Multi-locus variable number tandem repeat analysis (MLVA)

The MLVA PCR scheme described by Hyattia-Trees et al. [10] was used in silico to identify the number of repeats at each locus, which is based on the number of repeats at nine variable loci within the O157:H7 genome. In accordance with the reference, partial repeats were rounded to the nearest whole number to generate the final set of data.

Construction of dendrograms

The character data for each of the six methods were converted to Nexus format [39] and imported to PAUP* v4.0 [40], where the data were analyzed using maximum parsimony. The tree space was thoroughly sampled using 1000 random sequence additions, with 10 trees kept per search using the following PAUP* command: "hsearch enforce = no start = stepwise addseq = random nreps = 1000 nchuck = 5 chuckscore = 1". The maximum parsimony tree for each set of data was saved and visualized in SplitsTree v4.0, where K12 was used as the outgroup.

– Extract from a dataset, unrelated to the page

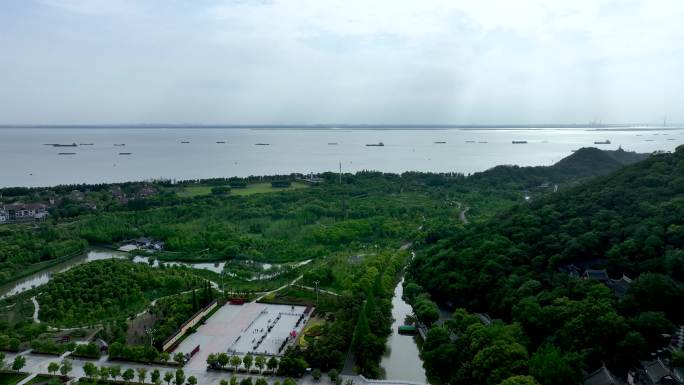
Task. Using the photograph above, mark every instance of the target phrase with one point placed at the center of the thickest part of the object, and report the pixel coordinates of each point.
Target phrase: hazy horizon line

Construction of supernetworks

The six maximum parsimony trees representing the six datasets comprised of the 19 strains in Table 1 were imported to Splitstree v4.0 and a supernetwork was created using Z-closure with 1000 iterations and the un-weighted mean distance of each tree to generate an equal angle representation of the data. A second supernetwork was created in an analogous fashion; however the CGF and microarray trees included data from the previously published studies of Laing et al [13], Wick et al. [11] and Zhang et al. [7].